Questa Corte ha già affermato che la L. n. 407 del 1990, art. 3, comma 1 (nel testo modificato dalla L. n. 412 del 1991, art. 12), che, sancendo l’incompatibilità tra le prestazioni pensionistiche erogate dal ministero dell’interno – con esclusione di quelle erogate ai ciechi civili, ai sordomuti ed agli invalidi totali – e le prestazioni a carattere diretto concesse a seguito di invalidità contratte per cause di guerra, di lavoro o servizio, salva comunque la facoltà per l’interessato di optare per il trattamento economico più favorevole, va interpretata nel senso che la legge concede all’interessato il diritto di opzione, non fra due diverse prestazioni di previdenza ed assistenza, ma per il trattamento economico più favorevole, sicchè, per poter esercitare la detta opzione, presupposto necessario e sufficiente deve ritenersi la titolarità dei due diversi diritti, che può, conseguentemente, essere accertata in giudizio, senza che possa operare l’eventuale preclusione derivante dall’avvenuto riconoscimento di uno soltanto di essi (Cass. 30 luglio 2001 n. 10381 e, nello stesso senso, Cass. 28 agosto 2003 n. 12640 ).

Analogo principio ritiene la Corte di applicare al caso di specie in quanto, come in quello esaminato nel richiamato precedente, la L. 11 ottobre 1990, n. 289, art. 3, concede all’interessato il diritto di opzione non fra due diverse prestazioni di assistenza, ma per il trattamento economico più favorevole.
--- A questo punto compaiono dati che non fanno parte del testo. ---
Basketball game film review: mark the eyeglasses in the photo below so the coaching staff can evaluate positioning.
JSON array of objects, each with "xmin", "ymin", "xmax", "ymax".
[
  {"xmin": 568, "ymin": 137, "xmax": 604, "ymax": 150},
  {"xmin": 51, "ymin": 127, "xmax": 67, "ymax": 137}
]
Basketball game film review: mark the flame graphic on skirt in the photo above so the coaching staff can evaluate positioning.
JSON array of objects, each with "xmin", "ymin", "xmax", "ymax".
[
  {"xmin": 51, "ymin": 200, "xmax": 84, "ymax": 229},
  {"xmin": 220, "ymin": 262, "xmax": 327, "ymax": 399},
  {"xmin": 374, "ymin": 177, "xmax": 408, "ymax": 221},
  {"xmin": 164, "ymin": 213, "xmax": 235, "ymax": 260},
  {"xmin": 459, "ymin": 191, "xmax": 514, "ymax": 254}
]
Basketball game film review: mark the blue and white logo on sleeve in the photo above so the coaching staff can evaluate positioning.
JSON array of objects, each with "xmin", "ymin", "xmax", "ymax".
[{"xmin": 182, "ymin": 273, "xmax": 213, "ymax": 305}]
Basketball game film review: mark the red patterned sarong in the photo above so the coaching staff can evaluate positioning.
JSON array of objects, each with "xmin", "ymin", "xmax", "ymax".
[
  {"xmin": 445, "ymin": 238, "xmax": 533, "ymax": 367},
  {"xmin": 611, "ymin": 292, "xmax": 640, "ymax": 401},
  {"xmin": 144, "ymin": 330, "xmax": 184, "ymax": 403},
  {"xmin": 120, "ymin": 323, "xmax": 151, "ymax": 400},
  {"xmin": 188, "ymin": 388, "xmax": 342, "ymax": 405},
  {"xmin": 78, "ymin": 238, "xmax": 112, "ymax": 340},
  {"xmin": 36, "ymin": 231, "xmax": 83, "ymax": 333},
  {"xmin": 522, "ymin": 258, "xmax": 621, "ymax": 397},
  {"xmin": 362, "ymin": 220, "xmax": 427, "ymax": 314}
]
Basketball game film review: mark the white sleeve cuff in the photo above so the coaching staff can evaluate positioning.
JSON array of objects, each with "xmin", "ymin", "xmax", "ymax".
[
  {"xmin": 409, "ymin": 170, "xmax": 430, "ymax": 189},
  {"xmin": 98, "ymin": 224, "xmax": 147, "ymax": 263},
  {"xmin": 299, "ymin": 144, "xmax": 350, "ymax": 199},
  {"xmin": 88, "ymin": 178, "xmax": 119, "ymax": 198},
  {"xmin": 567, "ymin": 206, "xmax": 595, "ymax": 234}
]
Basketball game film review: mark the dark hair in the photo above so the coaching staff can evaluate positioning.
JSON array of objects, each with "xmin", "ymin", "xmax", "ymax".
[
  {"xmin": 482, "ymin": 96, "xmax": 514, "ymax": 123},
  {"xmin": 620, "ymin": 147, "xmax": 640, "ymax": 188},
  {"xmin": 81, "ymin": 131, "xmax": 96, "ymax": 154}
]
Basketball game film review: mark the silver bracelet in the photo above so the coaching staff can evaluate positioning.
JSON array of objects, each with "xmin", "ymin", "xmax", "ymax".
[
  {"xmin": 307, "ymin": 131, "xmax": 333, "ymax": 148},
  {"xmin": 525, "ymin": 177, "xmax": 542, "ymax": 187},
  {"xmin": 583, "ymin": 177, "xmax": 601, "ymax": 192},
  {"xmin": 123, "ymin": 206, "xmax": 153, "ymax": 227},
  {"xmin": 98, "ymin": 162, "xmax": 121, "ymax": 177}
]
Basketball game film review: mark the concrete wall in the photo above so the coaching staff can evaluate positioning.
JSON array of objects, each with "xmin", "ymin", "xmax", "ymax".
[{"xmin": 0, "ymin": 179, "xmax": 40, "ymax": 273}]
Tanto comporta che, per potere esercitare la detta opzione, il presupposto è proprio la titolarità dei due diversi diritti, che può di conseguenza essere accertata in giudizio senza che possa operare la preclusione derivante dall’avvenuto riconoscimento di uno soltanto di essi.

L’incompatibilità, dunque, non è tra diritti, ma solo tra prestazioni, che il beneficiario non può cumulare. Anche nella fattispecie di cui trattasi, d’altro canto, non sarebbe rispettosa del precetto di ragionevolezza di cui all’art. 3 Cost., una lettura della norma il cui esito sarebbe, impedendo l’accertamento della titolarità del diritto, la soppressione in concreto del diritto di scegliere il trattamento economico più favorevole.

Dì conseguenza va affermato che la L. 11 ottobre 1990, n. 289, art. 3, il quale prevede che l’indennità mensile di frequenza non è concessa ai minori che hanno titolo o che già beneficiano dell’indennità di accompagnamento di cui alla L. 28 marzo 1968, n. 406, L. 11 febbraio 1980, n. 18 e L. 21 novembre 1988, n. 508, ferma restando la facoltà dell’interessato di optare per il trattamento più favorevole, va interpretato nel senso che la legge concede all’interessato il diritto di opzione non fra due diverse prestazioni di assistenza, bensì per il trattamento economico più favorevole.

Pertanto per poter esercitare la detta opzione è necessaria la titolarità dei due diversi diritti, che può, conseguentemente, essere accertata in giudizio, senza che possa operare l’eventuale preclusione derivante dall’avvenuto riconoscimento di uno soltanto di essi.

La Corte di Appello, che ha rigettato la domanda della ricorrente sul rilievo della incompatibilità, della L. 11 ottobre 1990, n. 289, ex art. 3, tra il trattamento di cui era titolare e quello richiesto, non è, quindi, conforme al diritto e conseguentemente va, in accoglimento del ricorso, cassata con rinvio, anche per le spese del giudizio di legittimità, alla Corte di Appello di Catania in diversa composizione la quale si adeguerà al principio sopra enunciato.

P.Q.M.

La Corte accoglie il ricorso, cassa la sentenza impugnata e rinvia, anche per le spese del giudizio di legittimità, alla Corte di Appello di Catania in diversa composizione.

Così deciso in Roma, nella Camera di consiglio, il 13 gennaio 2010.